D’autres maires disent – en privé, pas à la télévision – qu’ils aimeraient bien faire du logement social, mais que ce sont leurs électeurs qui n’en veulent pas. Je pense que là est le véritable nœud du problème.
Nous portons une responsabilité collective, car nous donnons une image extrêmement négative du logement social. Pour nombre de nos concitoyens, le logement social, ce sont des tours, des barres, où se concentrent toute la misère du monde et, depuis quelque temps, les délinquants. Alors évidemment, ils n’en veulent pas !
Je sais bien, madame la ministre, que de telles situations existent. Et je sais que nous sommes en train de les corriger. Mais, enfin, le logement social ne se résume pas à cela.
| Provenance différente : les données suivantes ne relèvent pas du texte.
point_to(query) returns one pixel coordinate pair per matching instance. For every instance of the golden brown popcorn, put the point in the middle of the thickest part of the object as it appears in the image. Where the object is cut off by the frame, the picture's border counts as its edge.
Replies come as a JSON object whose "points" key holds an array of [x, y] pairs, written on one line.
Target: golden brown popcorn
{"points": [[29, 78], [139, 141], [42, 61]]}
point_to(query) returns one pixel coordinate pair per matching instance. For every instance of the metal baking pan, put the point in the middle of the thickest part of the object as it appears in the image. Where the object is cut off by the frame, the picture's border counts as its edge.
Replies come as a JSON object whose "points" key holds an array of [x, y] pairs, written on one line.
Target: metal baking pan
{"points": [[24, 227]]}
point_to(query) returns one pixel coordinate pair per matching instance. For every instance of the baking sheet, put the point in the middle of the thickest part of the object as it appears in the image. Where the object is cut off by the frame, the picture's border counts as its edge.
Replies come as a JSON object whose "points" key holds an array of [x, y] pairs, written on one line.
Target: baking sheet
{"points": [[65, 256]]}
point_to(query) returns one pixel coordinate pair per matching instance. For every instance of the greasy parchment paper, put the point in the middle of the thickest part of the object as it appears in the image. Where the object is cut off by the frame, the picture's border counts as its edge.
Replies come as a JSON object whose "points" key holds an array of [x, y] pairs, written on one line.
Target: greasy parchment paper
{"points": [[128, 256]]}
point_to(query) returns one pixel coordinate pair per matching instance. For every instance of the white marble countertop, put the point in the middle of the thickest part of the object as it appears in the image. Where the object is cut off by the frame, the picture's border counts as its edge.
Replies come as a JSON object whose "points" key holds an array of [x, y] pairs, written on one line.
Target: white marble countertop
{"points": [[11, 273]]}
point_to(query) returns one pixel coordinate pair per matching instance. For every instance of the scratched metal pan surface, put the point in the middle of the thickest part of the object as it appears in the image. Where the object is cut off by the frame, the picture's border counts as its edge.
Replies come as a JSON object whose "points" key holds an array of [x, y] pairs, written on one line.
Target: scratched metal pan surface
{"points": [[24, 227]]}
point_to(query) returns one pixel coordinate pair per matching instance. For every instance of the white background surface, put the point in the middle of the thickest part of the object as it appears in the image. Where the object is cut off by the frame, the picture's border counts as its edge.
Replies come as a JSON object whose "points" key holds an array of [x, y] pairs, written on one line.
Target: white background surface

Le logement social, c’est d’abord et avant tout du logement. Il ne se distingue des autres types de logements que par son mode de financement. Pour le reste, il n’est caractérisé par aucune prescription architecturale et urbanistique spécifique. Ces logements peuvent s’intégrer dans toutes les communes, sans les défigurer. Ils peuvent en outre accueillir toutes sortes de populations.
Selon l’étude d’impact, environ 65 % de la population française est éligible au logement social. Dans un département bien connu du président de séance, ce taux atteint même 80 % ! De tels taux permettraient de parvenir à une véritable pluralité sociale. Le ghetto de pauvres – le mot a été prononcé à plusieurs reprises – n’est pas inéluctable.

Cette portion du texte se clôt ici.